水龍神は頷いた。それは彼にとって、ヨゼフが新たな水龍戦士にふさわしい、と判断しているようでもある。


『ヨゼフ、君にガルドラを守るための力を与える。俺が千五百年前に、闇龍を封印した時に使った槍だ。俺はこれからも、君を見守っていく』


「ありがとう、水龍神」


ヨゼフは、水龍神から槍を授かった。同時にそれは、彼が水龍戦士として目覚めた証でもある。――



リタ達は神殿の門を出て、一息ついた。


「あの召喚獣に襲われた時は、どうなることかと思ったよ。ヨゼフが助けてくれなかったら、確実に溺死してた」


「まあ、これはランディー陛下との約束だからね。当然さ」


ヨゼフは、顔を赤らめて言った。


三人は、乗船場に向かって走った。船の出港時間が、残り六分しかなかったからだ。三人が乗船場に着いた時、彼女達の前に、ラノア族長とスーラルがいた。


「やあ、ヨゼフ。見送りに来たよ」


スーラルは陽気そうに言った。ヨゼフはありがとう、と言いたげに、指を二本出して合図する。

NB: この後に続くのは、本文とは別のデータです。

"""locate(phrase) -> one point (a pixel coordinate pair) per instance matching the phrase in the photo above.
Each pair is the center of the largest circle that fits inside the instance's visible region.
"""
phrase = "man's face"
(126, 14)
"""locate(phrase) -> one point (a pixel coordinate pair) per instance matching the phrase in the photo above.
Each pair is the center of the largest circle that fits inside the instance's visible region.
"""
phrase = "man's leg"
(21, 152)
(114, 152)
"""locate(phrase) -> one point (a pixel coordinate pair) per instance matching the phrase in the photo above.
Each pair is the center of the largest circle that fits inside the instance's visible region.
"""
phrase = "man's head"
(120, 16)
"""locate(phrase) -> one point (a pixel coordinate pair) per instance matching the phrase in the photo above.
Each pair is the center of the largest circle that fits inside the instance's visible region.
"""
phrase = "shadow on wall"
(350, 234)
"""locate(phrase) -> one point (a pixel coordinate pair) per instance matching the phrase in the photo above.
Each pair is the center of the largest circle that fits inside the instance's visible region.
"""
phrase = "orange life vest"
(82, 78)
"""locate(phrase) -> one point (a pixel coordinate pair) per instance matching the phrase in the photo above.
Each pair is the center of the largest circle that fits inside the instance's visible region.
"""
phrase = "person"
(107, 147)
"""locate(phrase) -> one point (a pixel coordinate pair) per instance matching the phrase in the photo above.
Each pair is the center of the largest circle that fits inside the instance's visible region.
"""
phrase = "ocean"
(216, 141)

「ヨゼフ、やっぱりリタさん達と一緒に行くのですね?」


「ええ。ランディー陛下と約束したのです。リタを守ると」


「でしたら、これを」


そう言いながら族長は、ヨゼフにお守りのような物を渡す。それは、雫の形をしたペンダントだった。


「ありがとうございます、族長」


ヨゼフは、族長に一礼をして船に乗った。船長が出港を告げる。彼は、族長達に手を振り、声をかけた。